Alumni Profile: Garry Bowden
Garry Bowden sees more than just physical features when observing the faces passing around him; instead, he views the eyes as windows to the soul. After graduating from Georgia State University in 2006 with a degree in Film, Bowden moved to San Francisco from his Atlanta home to try his hand at street photography.
During his time at Georgia State, Bowden was a member of the Honors Program and took advantage of the many opportunities offered by the staff and student groups. Attributing much of his current success to his time at Georgia State, Bowden is continually expanding his goals for the project and hopes to serve as an inspiration for other aspiring artists.
Through this project, Souls of San Francisco, Bowden walks the streets of San Francisco capturing photographs of intriguing faces, often engaging in terse but meaningful conversations with his subjects. In an interview with the Huffington Post Bowden shared, “This project gives me an excuse to stop and meet all the interesting people in this city. There’s nowhere in the world like the Bay Area, so I’m grateful I get to learn about its culture straight from the people who create it.”
Our Recent Interview with Garry:
What lead you to the concept of Souls of San Francisco?
I was inspired after visiting my friend Brandon, also an Atlanta native, in New York when he was starting Humans of New York. There were probably 3,000 people who liked it on Facebook at the time, now there are over 500,000. I saw the scalability of that vision and the potential impact and influence so I wanted to try my own version. My primary focus at the time was filmmaking, which I still love and am excited to do, but I admired the freedom and spontaneity of a street photography project.
There seems to be a spiritual undertone involved with the project. Can you elaborate on that?
Sure. I’m definitely a spiritual person. I’ve always been extremely sensitive and felt connected to a source of energy or feeling that isn’t tangible. As I began the project I allowed myself to be guided by my intuition and that lead me to synchronicity that gave me guidance on how to live my life, who to stop and talk to etc. It’s like playing a giant adventure RPG that’s geared specifically for you and your personal evolution and happiness.
Souls for San Francisco has gained an impressive amount of web exposure. What are your goals for the future of the project?
Thank you! So many plans for the project! We just finished the first volume and we’ve got plans to make a lot more. The project gets more interesting the more pictures there are. Planning on one all at night, one with only couples, one with only children, one with only men, one with only women, several separated by neighborhood, interactive ones where you can design your own book with the archive of pictures from the project. We’re also developing an iPhone/iPad app for it.
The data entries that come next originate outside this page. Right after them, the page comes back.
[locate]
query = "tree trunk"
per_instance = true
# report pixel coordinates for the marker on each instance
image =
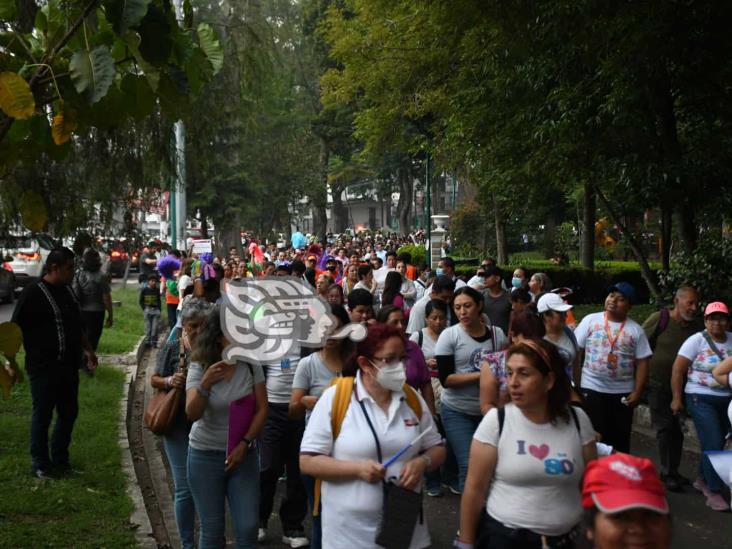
(319, 198)
(587, 236)
(501, 245)
(640, 255)
(404, 206)
(666, 231)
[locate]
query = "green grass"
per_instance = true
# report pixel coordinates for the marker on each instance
(128, 325)
(91, 509)
(639, 313)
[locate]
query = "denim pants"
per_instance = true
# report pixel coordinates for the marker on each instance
(55, 387)
(152, 322)
(211, 486)
(459, 429)
(317, 532)
(709, 413)
(176, 449)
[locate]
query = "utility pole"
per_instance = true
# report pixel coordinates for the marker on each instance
(178, 233)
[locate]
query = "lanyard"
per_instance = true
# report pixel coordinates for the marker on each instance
(610, 336)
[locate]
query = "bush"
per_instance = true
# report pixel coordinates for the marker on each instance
(588, 286)
(708, 268)
(418, 253)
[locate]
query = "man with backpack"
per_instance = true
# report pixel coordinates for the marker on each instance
(666, 330)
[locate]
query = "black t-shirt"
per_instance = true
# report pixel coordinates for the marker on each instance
(45, 341)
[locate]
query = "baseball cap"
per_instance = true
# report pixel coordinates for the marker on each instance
(716, 307)
(624, 288)
(552, 302)
(620, 482)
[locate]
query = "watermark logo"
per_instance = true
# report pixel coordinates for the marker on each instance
(269, 319)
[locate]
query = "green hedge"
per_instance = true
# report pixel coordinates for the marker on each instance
(589, 286)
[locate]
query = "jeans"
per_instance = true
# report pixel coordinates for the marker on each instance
(152, 321)
(459, 429)
(709, 413)
(211, 486)
(280, 447)
(55, 387)
(610, 417)
(176, 449)
(316, 533)
(669, 436)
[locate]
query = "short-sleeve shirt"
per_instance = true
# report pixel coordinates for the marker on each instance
(352, 509)
(313, 376)
(598, 374)
(211, 431)
(455, 341)
(536, 483)
(703, 360)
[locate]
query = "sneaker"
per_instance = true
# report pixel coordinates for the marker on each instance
(295, 539)
(672, 483)
(701, 486)
(717, 502)
(42, 474)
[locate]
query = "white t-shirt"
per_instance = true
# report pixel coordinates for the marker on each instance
(352, 509)
(536, 484)
(279, 378)
(597, 373)
(455, 341)
(703, 360)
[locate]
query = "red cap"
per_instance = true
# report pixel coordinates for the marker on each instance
(619, 482)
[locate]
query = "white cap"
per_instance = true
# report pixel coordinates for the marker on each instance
(552, 302)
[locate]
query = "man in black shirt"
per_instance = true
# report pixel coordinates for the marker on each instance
(49, 316)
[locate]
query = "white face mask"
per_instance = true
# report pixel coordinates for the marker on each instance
(391, 376)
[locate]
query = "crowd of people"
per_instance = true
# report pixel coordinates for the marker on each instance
(485, 387)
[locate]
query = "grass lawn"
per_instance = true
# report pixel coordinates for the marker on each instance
(90, 509)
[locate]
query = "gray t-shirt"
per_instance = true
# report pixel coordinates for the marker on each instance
(498, 309)
(313, 376)
(280, 375)
(455, 341)
(211, 431)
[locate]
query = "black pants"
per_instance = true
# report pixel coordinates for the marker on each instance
(610, 417)
(669, 436)
(93, 322)
(56, 387)
(279, 451)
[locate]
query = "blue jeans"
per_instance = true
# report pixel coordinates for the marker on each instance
(176, 448)
(709, 413)
(317, 533)
(211, 486)
(459, 429)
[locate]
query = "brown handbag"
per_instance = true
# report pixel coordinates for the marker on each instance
(162, 408)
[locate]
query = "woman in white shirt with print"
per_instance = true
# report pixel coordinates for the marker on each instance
(528, 459)
(352, 475)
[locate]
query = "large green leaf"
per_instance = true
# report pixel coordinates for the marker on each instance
(7, 10)
(156, 43)
(211, 47)
(92, 72)
(124, 14)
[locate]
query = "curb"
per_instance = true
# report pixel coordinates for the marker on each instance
(139, 518)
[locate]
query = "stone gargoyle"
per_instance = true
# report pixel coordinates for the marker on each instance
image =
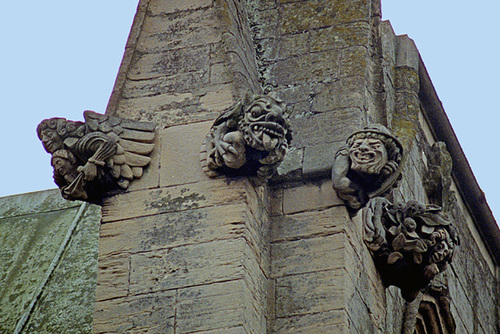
(97, 157)
(250, 138)
(410, 242)
(369, 165)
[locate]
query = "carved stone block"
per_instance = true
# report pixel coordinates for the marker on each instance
(97, 157)
(369, 165)
(410, 242)
(251, 138)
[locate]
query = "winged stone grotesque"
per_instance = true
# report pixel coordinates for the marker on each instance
(97, 157)
(250, 138)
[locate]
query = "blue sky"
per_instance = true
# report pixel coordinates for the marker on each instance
(60, 58)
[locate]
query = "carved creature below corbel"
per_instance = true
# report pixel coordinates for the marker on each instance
(410, 242)
(97, 157)
(250, 138)
(369, 165)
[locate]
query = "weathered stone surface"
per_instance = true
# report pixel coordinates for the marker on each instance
(310, 196)
(308, 255)
(173, 229)
(317, 323)
(175, 198)
(211, 307)
(113, 275)
(171, 62)
(183, 30)
(327, 127)
(188, 265)
(340, 36)
(151, 313)
(161, 7)
(319, 158)
(345, 93)
(309, 224)
(180, 153)
(310, 293)
(311, 67)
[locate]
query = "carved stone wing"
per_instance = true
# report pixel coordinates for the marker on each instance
(134, 144)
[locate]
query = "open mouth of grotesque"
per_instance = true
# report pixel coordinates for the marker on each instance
(267, 135)
(364, 157)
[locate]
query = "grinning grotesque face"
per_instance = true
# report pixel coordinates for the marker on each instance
(263, 125)
(368, 155)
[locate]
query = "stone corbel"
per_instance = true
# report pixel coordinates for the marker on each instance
(369, 165)
(97, 157)
(250, 138)
(410, 242)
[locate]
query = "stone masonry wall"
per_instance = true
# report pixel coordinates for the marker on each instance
(182, 253)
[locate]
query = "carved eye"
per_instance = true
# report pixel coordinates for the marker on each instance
(256, 112)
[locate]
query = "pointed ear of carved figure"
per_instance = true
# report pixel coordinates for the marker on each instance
(250, 138)
(369, 165)
(98, 157)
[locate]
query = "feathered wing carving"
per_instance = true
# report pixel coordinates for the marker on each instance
(97, 157)
(134, 143)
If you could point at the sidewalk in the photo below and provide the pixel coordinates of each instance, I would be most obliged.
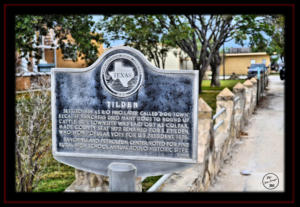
(262, 150)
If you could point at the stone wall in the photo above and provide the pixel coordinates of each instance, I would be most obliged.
(214, 146)
(35, 81)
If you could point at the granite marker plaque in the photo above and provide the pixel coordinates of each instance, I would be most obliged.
(123, 109)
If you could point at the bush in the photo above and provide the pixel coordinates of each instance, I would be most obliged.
(33, 137)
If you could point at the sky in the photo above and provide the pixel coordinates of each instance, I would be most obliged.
(121, 42)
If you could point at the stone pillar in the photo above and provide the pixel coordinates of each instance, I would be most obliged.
(239, 91)
(254, 94)
(222, 139)
(248, 91)
(90, 182)
(204, 130)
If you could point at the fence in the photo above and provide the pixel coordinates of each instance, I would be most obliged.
(216, 135)
(233, 112)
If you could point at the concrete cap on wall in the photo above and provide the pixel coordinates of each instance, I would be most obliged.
(204, 110)
(248, 84)
(253, 80)
(238, 87)
(225, 94)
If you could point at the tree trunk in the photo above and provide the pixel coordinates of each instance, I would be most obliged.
(215, 81)
(215, 69)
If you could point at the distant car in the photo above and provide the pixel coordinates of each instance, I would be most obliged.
(282, 73)
(253, 69)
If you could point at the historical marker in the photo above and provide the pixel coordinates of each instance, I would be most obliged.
(122, 109)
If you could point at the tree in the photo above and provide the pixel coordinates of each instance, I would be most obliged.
(79, 27)
(274, 43)
(139, 31)
(186, 31)
(33, 136)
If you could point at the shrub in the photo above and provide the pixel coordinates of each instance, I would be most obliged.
(33, 137)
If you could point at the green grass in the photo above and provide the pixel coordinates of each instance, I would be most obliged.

Those are just some ideas, what I’m really excited about is more collaboration. Up until now I’ve taken all the pictures for the project but I’d love for other people to participate and share their perspective of San Francisco. Share whatever cool ideas they have for the project. I think that collaboration is where the beauty lies in anything. As human beings we’re built to connect.
How do you feel that your time at Georgia State University, specifically with the Honors College, contributed to your current success? Were there any professors or peers who helped inspire you?
]Georgia State University was very important in my development. Before going here I had been at a couple of schools and hadn’t found the right fit. When I got to Georgia State I was finally able to find the right environment to really apply myself. April Lawhorn in particular was so thoughtful, encouraging, and helpful. Always pushing me to do my best and take full advantage of the opportunities that were right in front of me at Georgia State. I also had a great philosophy teacher; I think his name was Kenny, who really opened my mind to new ways of thinking and being.
In light of the current economic climate, what advice would you extend to Honors College Students majoring in the arts who have been discouraged from pursuing their passions professionally?
Keep your faith in yourself and in your vision and pursue it with your whole heart. The old model of being a cog in a wheel somewhere is dying. Ask for help when you need it. Take time to really listen to everyone you come into contact with. They hold the clues to your journey. Don’t be discouraged by a no. No is a good thing, it doesn’t mean “give up”. It means “there is a better way”. Living this way creates an energy that is unstoppable. One thing I’ve learned is the world is much less rational and much more friendly that we’ve been lead to believe. We’re all here to actualize our dreams because living your dream is the way you’re going to contribute most to society as a whole. This is the golden age, your happiness is yours for the taking!